# Printer USB Device not recognized when I plug it in



## multiplex77 (Aug 27, 2006)

Hi everyone,

I have a laptop (Win XP Pro version 2002, SP2) and I periodically connect my Brother printer (MFC-425CN) into the USB port to print out documents. But now when I connect it, I get the following pop up balloon on my taskbar:

*USB Device not recognized*
One of the USB devices attached to this computer has malfunctioned, and Windows does not recognize it.

I have been using my printer for the past 6 months. Last month, this same error occurred. I fixed it by uninstalling the printer driver, going into the Windows Device Manager and uninstalling all the USB controllers, then rebooting. It seemed to work fine after that...until now. I just uninstalled the USB controllers and rebooted, but it still pops up that same error when I connect my printer. I'm not sure if the fault lies with my printer, cos it works fine with my other PC.

I've also tried using other USB ports, but the same problem occurs.

I can't be uninstalling my printer driver and the USB controller every month. Can anyone advise what steps I can take to fix this permanently?
Thanks for the help.


----------



## jflan (May 29, 2005)

Hello multiplex77,

Have you looked in Device Manager during one of these failures and do you see "USB Printer Support" still present ?

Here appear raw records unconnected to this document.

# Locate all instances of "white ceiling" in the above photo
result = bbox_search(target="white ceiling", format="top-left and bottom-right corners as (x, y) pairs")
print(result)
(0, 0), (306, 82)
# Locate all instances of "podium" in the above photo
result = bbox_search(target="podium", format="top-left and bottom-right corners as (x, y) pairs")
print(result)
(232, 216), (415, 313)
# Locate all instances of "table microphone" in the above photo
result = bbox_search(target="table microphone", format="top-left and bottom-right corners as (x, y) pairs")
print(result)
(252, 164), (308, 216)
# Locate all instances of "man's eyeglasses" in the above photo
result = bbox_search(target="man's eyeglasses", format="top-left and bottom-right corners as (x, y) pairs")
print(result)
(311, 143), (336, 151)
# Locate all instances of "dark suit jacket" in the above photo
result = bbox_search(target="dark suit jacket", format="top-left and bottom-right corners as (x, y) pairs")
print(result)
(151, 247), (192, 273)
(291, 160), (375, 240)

Have you tried powering down the printer, connecting USB and then powering up as opposed to hot-plugging ?


----------



## multiplex77 (Aug 27, 2006)

Hi jflan,

Thanks for the reply. I think I tried all that but it still didn't work. Anyway I worked around the problem by installing the Network printer, so now I can print to it through the printer rather than thru USB cable.

Thanks for the help.


----------



## jflan (May 29, 2005)

Good.
Glad you got it working.


----------



## Mauro (Jul 27, 2007)

Hi multiplex77!

Are you always using the same USB cable?


----------